Study finds good results for knee pain using formula combining three joint health ingredientsStudy finds good results for knee pain using formula combining three joint health ingredients
A formula using three ingredients that all have separate research backing has shown it can provide some relief for knee pain sufferers.
October 13, 2023
A recent study has found that krill oil combined with astaxanthin and a form of hyaluronic acid has a clinically significant effect on joint pain associated with osteoarthritis.
The new research was published in the journal Nutrients. It was the work of researchers associated with hospitals and universities in South Korea as well as an employee of Valensa International, which funded the study.
The study material was a proprietary Valensa formulation, branded as FlexPro MD. The formula includes 321 milligrams (mg) of Supera Krill Oil manufactured by Norwegian firm Aker BioMarine as well as 2 mg of Valensa’s own natural astaxanthin and 30 mg of a form of hyaluronic acid offered as a sodium salt.
All three ingredients have shown good results in other studies
All three ingredients have research showing their anti-inflammatory effects in models of osteoarthritis, which is a common joint condition associated with aging, mechanical wear and systemic inflammation.

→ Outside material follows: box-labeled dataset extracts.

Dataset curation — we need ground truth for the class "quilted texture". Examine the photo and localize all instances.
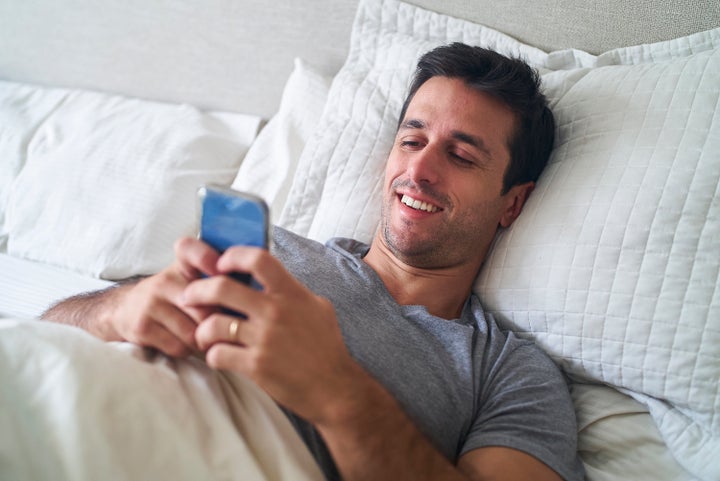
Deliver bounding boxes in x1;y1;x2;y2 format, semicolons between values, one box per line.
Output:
281;0;720;480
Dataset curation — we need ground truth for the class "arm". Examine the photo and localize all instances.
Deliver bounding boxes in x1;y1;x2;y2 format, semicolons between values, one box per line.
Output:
185;248;559;481
42;238;218;356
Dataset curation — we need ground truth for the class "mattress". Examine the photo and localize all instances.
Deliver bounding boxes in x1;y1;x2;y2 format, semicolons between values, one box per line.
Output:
0;254;113;319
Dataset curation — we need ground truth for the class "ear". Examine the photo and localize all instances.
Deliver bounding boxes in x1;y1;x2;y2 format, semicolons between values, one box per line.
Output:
500;182;535;227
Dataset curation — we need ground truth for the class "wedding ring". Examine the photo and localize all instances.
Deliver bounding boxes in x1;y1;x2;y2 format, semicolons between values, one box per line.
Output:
229;319;240;342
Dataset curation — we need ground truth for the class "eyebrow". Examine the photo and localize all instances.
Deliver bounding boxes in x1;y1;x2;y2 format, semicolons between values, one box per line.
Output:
400;119;492;157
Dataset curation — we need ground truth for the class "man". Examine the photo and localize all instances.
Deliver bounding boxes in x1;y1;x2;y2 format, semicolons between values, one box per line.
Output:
46;44;582;481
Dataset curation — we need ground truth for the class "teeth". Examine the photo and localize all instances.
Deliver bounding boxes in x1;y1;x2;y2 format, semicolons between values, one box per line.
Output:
400;194;438;212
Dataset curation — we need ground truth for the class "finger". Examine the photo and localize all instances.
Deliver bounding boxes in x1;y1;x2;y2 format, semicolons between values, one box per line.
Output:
152;304;197;349
205;343;251;374
183;276;261;316
195;314;256;351
217;246;298;292
128;316;195;357
175;237;219;280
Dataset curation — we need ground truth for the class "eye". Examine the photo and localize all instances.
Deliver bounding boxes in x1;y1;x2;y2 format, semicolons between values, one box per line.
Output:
400;139;425;150
449;151;475;167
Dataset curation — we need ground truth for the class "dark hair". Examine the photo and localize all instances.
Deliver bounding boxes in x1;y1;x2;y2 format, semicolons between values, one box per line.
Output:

For example, a study done in Australia that was published last year used a high dose (4 grams) of krill oil to achieve a modest reduction in knee pain for subjects diagnosed with osteoarthritis.
A study published earlier this year using astaxanthin (combined with palmitoylethanolamide) found a reduction in knee pain and stiffness in osteoarthritis sufferers.
And several years ago, Japanese researchers reviewed the evidence for the use of hyaluronic acid supplements for knee pain and concluded the data shows it can provide modest relief (hyaluronic acid is also used as an injectable medication for degenerative knee conditions).
In the Valensa study, a cohort of 100 individuals with mild osteoarthritic knee pain were recruited for the 12-week, placebo-controlled study that was conducted at two clinical sites in South Korea. Of those, 38 in the intervention group and 37 in the placebo group completed the study.
There were slightly more women than men in the study, whose population of subjects averaged about 58 years of age.
The subjects were told to take one capsule daily and maintain their regular diets and activity levels. They were counseled against ingesting additional krill oil or hyaluronic acid.
The participants completed joint comfort and pain questionnaires at baseline and again at 6 and 12 weeks. The researchers also drew blood and analyzed it for markers of inflammation and cartilage breakdown.
Positive result backs earlier research
The researchers found statistically significant reductions in the pain and comfort questionnaires. This matched earlier research in rats and in a different human study population using the same formula.
In conclusion, the researchers said their study “demonstrated statistically significant improvements in K-VAS pain scores and K-WOMAC total and subscale scores for participants taking FP-MD compared with placebo after 12 weeks of supplementation, confirming that this functional food can effectively address joint pain, the main symptom of degenerative arthritis, and improve physical function.”